Jack Vance is a name I've heard repeatedly over the course of my life, but that I'd never happened to read anything by. In modern pop culture discourse, he's probably best known as the creator of "Vancian magic," a concept introduced in his "Dying Earth" stories that was borrowed by Gary Gygax to be the basis of spellcasting game mechanics in Dungeons & Dragons. Considering how foundational DnD was to hobby gaming as a whole, Vance can be seen as a major contributor-by-proxy to the gaming medium, even though he never engaged with hobby gaming himself to the best of my knowledge.

"The Dragon Masters" is one of Vance's older works, having been originally published in Galaxy magazine in 1962 and then republished in novella form the following year. It was also the work that earned him the first of three Hugo awards he would win throughout his career. Having now read my way through about a third of the novella, I have to say, he absolutely deserved those awards. In fact - going by "The Dragon Masters'" example at least - it's a genuine shame that his works aren't better known on their own merits rather than the influence they had on other things.
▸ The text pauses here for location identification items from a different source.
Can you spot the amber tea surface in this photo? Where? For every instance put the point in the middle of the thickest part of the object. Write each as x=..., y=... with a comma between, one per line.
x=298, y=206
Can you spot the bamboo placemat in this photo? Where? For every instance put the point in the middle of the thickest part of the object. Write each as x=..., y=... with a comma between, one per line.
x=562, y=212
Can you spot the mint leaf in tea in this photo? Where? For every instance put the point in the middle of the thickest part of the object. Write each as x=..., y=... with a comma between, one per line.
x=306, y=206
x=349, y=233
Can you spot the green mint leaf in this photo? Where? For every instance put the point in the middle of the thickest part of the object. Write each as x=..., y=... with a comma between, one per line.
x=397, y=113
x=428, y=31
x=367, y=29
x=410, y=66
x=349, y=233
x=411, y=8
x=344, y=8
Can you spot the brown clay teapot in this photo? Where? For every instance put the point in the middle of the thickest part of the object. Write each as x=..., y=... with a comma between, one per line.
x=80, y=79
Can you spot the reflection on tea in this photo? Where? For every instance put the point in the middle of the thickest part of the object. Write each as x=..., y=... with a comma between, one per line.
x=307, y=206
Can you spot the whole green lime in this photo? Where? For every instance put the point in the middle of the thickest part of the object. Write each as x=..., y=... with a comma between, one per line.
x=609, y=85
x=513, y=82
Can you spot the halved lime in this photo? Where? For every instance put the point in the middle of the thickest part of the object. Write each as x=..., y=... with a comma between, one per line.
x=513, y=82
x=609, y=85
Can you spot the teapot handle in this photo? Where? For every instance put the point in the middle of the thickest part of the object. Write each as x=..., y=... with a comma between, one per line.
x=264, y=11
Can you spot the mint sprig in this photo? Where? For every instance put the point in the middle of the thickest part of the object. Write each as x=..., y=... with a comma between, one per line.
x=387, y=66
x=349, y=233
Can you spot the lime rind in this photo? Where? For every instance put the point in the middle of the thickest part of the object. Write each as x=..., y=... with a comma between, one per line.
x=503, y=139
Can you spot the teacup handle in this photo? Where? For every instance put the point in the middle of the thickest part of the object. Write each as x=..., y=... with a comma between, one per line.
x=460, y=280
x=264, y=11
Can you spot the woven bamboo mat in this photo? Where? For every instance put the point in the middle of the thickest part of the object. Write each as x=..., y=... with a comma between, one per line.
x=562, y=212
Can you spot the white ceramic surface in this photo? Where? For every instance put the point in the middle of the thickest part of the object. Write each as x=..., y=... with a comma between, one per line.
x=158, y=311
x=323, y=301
Although, speaking about influence on other things, there are some aspects of this story that really, really felt like they might have precipitated Anne McCaffrey's "Dragonriders of Pern" series, the first book of which was published five years after this. The descendants of human colonists, regressed to a pre-industrial technological level who remember other worlds only as ancestral myths, who have bred an alien life form into "dragons" for use as warbeasts, while the cyclical motions of a red star overhead bring an inexorable threat. Honestly, when I put it in those words, I figure I should probably adjust that "might have precipitated" to "definitely inspired." There is no way in hell that this novella didn't inspire the Pern stories. All the way down to the "what looks like magic is actually just no-longer-understood technology" aspect that Pern gets credit for allegedly pioneering.

This story is way darker than the DoP ones, though. The mundane, unquestioning, matter-of-fact way in which the POV characters (and to a degree, the narrative itself) handled horrifying atrocities makes them simultaneously easier to stomach, and more disturbing. This is, above all, a story about slavery, and it doesn't shy away even remotely from confronting the full extent of depravity that this entails.
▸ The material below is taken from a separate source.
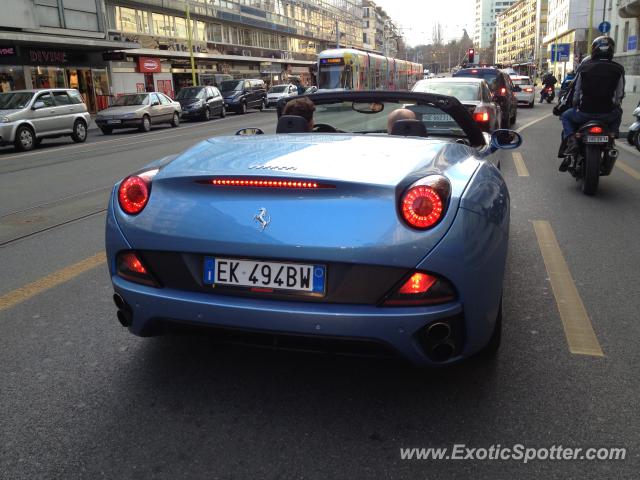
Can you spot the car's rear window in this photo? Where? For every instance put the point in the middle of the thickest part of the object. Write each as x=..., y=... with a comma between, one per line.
x=462, y=91
x=489, y=76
It's also way weirder than the McCaffrey books, which isn't a statement to make likely. "The Dragon Masters" takes place in an incredibly detailed, complicated world with a detailed, complicated history that contains quite a number of very strange and far-out scifi elements. It also commits itself strongly to a "show don't tell" style of exposition, so the reader spends a good part of it overwhelmed by all the weirdness they're being immersed in. Despite this, it never came close to losing me. As weird and unexplained as everything was, the parcelling out of mysteries and answers is handled just tightly enough that the reader never loses track of what's going on, even if there are a couple moments toward the beginning where it comes close. It also, in the way that a lot of mid-century scifi stories did, is as much about speculative sociology as it is alien life or future technologies.

It was easier to be original back then, when there was less science fiction and fantasy already out there on the market, but reading "The Dragon Masters" makes me feel sure that there's fertile ground still waiting to be tilled by authors with sufficient imagination.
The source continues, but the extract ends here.